中学入試にも出されるような問題で、小学生でも簡単に解けるでしょう。
実際、①と同じ問題が、慶應義塾湘南藤沢中等部で出されています(慶應義塾湘南藤沢中等部2025年算数第1問(3))。
①
上で紹介した慶應義塾湘南藤沢中等部の問題の解説とは異なる解法で解いてみます。
mが3の倍数となるのは、2つのサイコロの出た目の和が3の倍数となる場合ですが、以下の2つの場合が考えられます。
(あ)3の倍数の目(3、6)が2つ出る場合
(い)3で割ると1余る数の目(1、4)と2余る数の目(2、5)が1つずつ出る場合
(あ)の場合
2×2=4個あります。
(い)の場合
2×2×2=8個あります((あ)の場合とは異なり、3で割ると1余る数の目が大小のどちらになるかの入れ替えがあることに注意)。
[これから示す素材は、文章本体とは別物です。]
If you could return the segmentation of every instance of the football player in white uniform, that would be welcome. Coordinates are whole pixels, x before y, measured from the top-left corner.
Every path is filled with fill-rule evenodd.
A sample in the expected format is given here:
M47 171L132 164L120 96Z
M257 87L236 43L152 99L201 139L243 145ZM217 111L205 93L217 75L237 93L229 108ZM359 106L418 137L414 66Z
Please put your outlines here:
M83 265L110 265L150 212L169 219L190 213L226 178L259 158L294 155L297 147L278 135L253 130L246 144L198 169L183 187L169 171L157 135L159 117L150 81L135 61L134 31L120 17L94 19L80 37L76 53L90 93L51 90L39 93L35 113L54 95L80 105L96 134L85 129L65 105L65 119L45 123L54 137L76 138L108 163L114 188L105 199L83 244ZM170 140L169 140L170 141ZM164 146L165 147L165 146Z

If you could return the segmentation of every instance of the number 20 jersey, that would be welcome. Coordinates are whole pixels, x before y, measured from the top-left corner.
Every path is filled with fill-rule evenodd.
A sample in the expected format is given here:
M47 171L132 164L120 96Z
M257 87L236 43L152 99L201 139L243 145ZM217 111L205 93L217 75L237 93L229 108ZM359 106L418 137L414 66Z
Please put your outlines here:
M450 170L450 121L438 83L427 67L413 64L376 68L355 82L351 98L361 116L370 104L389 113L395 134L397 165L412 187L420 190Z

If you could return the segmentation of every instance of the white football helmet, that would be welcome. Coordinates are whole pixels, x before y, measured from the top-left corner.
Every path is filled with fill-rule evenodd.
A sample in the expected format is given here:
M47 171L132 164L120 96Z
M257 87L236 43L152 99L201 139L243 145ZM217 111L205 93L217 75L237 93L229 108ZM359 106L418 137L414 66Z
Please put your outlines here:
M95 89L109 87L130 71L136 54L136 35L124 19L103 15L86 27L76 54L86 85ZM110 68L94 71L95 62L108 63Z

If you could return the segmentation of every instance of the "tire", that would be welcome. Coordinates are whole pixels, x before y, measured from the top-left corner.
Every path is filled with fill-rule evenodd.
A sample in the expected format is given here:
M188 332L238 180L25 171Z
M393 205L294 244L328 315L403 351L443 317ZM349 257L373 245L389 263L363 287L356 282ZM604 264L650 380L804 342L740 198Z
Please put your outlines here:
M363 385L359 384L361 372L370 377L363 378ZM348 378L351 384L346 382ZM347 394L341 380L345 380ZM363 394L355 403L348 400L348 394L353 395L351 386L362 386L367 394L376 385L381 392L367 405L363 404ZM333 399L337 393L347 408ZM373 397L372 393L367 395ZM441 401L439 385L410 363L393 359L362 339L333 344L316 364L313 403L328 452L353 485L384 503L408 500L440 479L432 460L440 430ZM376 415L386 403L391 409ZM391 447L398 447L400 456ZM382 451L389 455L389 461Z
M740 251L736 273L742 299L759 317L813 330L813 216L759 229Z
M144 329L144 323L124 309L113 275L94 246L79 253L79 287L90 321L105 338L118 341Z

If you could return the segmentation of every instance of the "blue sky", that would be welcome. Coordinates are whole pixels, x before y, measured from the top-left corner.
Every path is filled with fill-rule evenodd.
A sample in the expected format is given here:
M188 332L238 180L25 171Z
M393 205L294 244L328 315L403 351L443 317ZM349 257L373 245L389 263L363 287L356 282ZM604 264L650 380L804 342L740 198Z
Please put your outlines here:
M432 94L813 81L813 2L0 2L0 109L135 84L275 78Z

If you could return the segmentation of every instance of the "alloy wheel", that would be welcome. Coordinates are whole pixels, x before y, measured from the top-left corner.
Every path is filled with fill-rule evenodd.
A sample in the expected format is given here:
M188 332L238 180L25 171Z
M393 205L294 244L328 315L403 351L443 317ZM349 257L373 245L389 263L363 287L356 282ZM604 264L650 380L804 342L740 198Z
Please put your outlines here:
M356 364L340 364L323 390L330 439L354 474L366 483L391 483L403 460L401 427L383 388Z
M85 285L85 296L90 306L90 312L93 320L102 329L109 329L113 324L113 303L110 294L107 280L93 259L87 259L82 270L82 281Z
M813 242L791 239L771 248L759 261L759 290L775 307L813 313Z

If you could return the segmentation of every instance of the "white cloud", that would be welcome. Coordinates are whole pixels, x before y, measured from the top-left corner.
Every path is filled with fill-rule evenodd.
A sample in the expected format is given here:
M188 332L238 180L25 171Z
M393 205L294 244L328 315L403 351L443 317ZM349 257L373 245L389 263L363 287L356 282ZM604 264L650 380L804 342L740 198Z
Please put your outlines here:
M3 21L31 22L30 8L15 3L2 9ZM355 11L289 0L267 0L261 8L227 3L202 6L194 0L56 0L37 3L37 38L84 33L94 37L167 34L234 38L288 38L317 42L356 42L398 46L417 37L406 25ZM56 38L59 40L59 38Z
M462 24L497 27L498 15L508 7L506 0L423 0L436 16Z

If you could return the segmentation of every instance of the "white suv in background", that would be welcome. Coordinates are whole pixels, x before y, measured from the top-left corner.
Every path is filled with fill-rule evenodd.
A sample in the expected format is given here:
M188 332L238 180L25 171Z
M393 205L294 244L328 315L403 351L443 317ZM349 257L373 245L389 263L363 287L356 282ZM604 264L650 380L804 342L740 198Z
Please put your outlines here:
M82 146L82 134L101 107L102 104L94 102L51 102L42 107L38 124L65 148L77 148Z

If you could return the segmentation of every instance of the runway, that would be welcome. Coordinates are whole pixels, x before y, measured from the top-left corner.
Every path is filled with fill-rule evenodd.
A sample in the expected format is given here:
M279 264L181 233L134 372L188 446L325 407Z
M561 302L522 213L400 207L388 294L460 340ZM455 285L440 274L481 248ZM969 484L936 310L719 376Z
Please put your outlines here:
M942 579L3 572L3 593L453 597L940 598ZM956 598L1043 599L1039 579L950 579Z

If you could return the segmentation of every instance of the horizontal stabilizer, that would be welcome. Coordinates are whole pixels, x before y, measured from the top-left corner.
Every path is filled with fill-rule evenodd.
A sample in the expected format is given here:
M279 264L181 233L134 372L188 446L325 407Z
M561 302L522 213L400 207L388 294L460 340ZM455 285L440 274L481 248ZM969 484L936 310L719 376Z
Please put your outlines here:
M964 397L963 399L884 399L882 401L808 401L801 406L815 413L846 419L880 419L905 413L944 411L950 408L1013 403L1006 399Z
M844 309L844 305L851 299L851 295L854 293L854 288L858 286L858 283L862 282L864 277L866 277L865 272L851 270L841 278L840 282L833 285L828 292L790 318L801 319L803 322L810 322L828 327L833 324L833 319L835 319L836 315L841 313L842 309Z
(あ)、(い)より、条件を満たすmは4+8=12個あります。
②
2桁の素数はすべて奇数であり、また5で割り切れない数であるから、一の位の数(小さいさいころの出た目)は1か3となります。
条件を満たすmは、11、31、41、61、13、23、43、53の8個となります(とりあえず、3の倍数を避けないといけませんが、①の場合分けを思い浮かべればすぐに避けられるので、あとは、3の倍数以外のものが素数であることの確認をするだけです)。
なお、さいころを2つ振る問題だから、6×6の表(東京慈恵会医科大学2025年数学第1問の解答・解説などを参照)をかいて解いてもよいでしょう。